Because it’s always best to purchase a little more paint than you need for a project so you can have a small amount left over for touch-ups, proper storage is important. Paint is a long lasting and durable product once applied to a surface but storing it has its limitations. Latex or water-based paints can generally be stored for about two years. However, if it was stored where it could be exposed to freezing temperatures, such as in a garage or shed, most likely it will be unusable. Years ago, a premium latex product could survive a freeze thaw cycle but not so with the lower VOC products of today, so always protect stored paint from freezing.
Air is the enemy of stored paint so it’s best to use a container just large enough for the amount of unused paint. The less empty space helps prevent, drying, bacteria growth, and prolongs the life of the paint. If you only have about a quart left, for example, transfer to either a quart can, glass jar or plastic container with a tight fitting lid. (To ensure a tight seal, place a piece of plastic wrap over the opening before putting on the lid.) Store in a dry location where temperatures are above freezing. Avoid storing metal paint cans directly on cement floors, as the bottom of the can will rust much faster on cement than on other surfaces such as wood or plastic shelving. Replace the lid firmly, and store the paint can upside down to prevent air from entering the container. This will keep the paint usable longer.
Be sure to write down the product and color information from the original container, for example; Aura Interior Matte Finish 522, Color AF-290 Caliente. It’s also a good idea to write the date so you know how long it has been stored.
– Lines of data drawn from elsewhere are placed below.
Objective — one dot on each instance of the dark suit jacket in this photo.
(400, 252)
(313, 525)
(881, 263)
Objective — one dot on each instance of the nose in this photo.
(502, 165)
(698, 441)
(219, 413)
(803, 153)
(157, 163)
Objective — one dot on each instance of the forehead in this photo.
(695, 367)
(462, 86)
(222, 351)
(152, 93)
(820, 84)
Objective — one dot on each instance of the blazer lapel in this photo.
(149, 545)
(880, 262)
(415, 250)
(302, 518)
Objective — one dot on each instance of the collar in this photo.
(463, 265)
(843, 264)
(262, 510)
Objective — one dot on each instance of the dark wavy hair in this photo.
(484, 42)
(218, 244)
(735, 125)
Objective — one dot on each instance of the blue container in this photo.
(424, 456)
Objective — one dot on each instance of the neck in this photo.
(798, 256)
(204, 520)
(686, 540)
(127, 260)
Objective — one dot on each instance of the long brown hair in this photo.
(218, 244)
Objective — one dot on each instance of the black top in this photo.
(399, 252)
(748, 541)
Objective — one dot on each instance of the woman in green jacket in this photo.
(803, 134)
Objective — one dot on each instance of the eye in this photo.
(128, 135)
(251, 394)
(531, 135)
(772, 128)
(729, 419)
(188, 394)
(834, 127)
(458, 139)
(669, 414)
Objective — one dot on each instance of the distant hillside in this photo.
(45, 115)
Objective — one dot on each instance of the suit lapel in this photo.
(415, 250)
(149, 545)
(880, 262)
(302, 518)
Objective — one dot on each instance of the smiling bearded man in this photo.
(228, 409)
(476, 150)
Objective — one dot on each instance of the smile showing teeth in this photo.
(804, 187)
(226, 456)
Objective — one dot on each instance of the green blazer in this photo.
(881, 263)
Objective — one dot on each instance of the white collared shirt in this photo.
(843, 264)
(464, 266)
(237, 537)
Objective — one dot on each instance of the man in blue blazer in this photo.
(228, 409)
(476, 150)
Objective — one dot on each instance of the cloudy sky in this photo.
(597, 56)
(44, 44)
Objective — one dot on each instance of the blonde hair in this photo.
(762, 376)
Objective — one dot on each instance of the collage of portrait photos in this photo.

Before you start painting with a product that has been stored for some time, check the condition of the paint. Start by opening the can and stirring well to check its consistency. If it’s smooth and creamy in the can (like fresh paint), it’s fine to use. To be on the safe side, brush out a small amount on a test surface like a scrap piece of wood or sheet rock, and allow it to dry to ensure that the paint will look and perform as expected. If your paint looks like cottage cheese or is gritty in the can, it most likely had frozen at some point and is no longer usable. If you are not sure if its OK to use, take the can back to the retailer where it was purchased for the store associate to examine.
Before using paint that’s been stored for a period of time, bear in mind that colors on exterior paint jobs or in rooms that get a lot of natural light may have faded. Check a test sample of the stored paint against the original color to make sure that there’s not significant difference.
PRO TIP: With latex paint, make sure that the paint smells clean and hasn’t spoiled. If you smell something foul, that’s bad news: the odor doesn’t go away even after the paint has been applied and dried. Don’t use the paint and dispose of it according to label directions.